Esta retórica, inspirada en una versión diluida y pretenciosa del neohobbesianismo —más cercana a la autoayuda de élite que al pensamiento político serio—, además de superficial y carente de sustento riguroso, no empodera: infantiliza el descontento, convierte toda protesta en una muestra de ingratitud y moraliza el privilegio, presentando el hecho de tener más como una prueba de mérito personal o visión estratégica, como si el éxito fuera simplemente una cuestión de actitud y no de estructuras que perpetúan la desigualdad.
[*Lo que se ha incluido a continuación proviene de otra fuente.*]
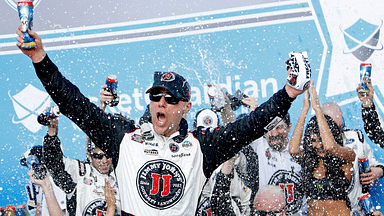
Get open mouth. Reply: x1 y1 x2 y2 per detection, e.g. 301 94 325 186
156 112 166 126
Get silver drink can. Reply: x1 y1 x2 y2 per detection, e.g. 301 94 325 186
359 63 372 95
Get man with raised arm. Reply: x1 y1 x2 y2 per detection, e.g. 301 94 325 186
17 27 303 216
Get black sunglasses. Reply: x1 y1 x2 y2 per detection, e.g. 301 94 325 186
149 93 185 105
91 152 110 160
253 209 283 216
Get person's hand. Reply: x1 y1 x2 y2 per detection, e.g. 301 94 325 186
284 68 307 98
221 154 239 175
356 82 374 107
28 169 50 187
309 81 321 111
303 89 311 113
99 85 113 110
16 25 46 63
360 167 383 185
104 179 116 212
372 211 383 216
241 97 259 113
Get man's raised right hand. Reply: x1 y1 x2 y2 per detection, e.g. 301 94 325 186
16 25 47 63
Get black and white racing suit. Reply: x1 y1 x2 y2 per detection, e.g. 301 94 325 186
43 135 121 216
34 56 294 216
362 104 384 148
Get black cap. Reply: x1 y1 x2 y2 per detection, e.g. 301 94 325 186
146 71 191 101
20 145 43 166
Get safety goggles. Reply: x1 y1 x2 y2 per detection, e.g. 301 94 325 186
149 93 186 105
253 209 283 216
91 152 110 160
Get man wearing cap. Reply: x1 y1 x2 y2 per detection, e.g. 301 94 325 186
20 145 67 216
43 115 121 215
17 28 303 215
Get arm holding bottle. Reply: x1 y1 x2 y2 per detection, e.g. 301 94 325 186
289 90 311 162
310 83 356 162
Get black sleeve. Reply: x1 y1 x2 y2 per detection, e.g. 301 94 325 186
193 88 295 178
362 104 384 148
43 135 76 194
34 55 136 167
211 171 236 216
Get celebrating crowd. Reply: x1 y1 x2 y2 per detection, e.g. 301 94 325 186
17 28 384 216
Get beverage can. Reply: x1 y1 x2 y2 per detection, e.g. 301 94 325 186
208 86 225 112
17 0 36 49
358 157 371 174
105 75 118 94
105 75 120 107
359 193 376 215
359 63 372 95
45 105 61 118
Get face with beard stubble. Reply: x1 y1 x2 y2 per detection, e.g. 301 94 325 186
264 120 291 152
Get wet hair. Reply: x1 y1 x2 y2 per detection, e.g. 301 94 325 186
301 115 349 202
283 113 291 126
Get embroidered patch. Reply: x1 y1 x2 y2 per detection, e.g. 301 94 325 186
181 141 193 150
136 160 186 210
169 143 179 153
132 134 144 143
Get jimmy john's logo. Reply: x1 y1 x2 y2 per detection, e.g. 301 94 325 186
136 160 186 210
132 134 145 143
169 143 179 153
144 149 159 155
181 141 193 150
268 170 303 215
196 198 212 216
83 199 108 216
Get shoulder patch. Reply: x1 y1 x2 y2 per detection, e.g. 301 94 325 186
78 161 87 176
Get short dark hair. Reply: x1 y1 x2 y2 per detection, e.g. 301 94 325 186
283 113 291 126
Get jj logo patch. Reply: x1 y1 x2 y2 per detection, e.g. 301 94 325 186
136 160 186 210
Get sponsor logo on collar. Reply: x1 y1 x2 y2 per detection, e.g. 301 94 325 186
171 153 191 158
181 141 193 150
144 142 159 146
169 143 179 153
83 178 93 185
144 149 159 155
141 131 154 141
345 139 355 145
132 134 144 143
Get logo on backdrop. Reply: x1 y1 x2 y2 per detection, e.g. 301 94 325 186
8 84 51 133
5 0 40 11
340 18 383 61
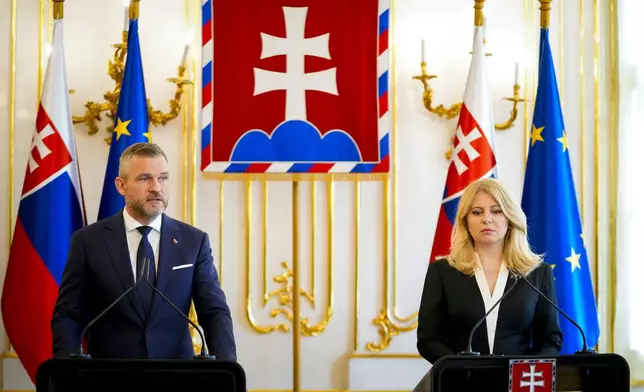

Comparar el malestar con los extremos de la miseria global o histórica no es un acto de empatía: es una falta de sensibilidad, de inteligencia emocional o, quizás, algo más perverso: una forma sofisticada de silenciamiento. El dolor no se jerarquiza: se acompaña, se comprende y se transforma. Es dejar de decirle a la gente que el problema está en su cabeza… cuando está en su salario, en su casa, en su calle.

La resiliencia no es un estado mental, es una tarea colectiva, y es ahí donde las decisiones sobre el uso de la inteligencia artificial deben tomar posición:
¿Vamos a seguir desarrollando sistemas que afinen diagnósticos para que aprendamos a sufrir en silencio?
¿O vamos a emplear la IA como herramienta pública para escuchar lo que de verdad duele y construir lo que de verdad falta?

* Miguel Alexandre Barreiro-Laredo es Fellow en MIT y profesor asociado en IE University. Colabora como asesor del Programa de las Naciones Unidas para el Desarrollo (PNUD) en la Unidad de Respuesta a Crisis.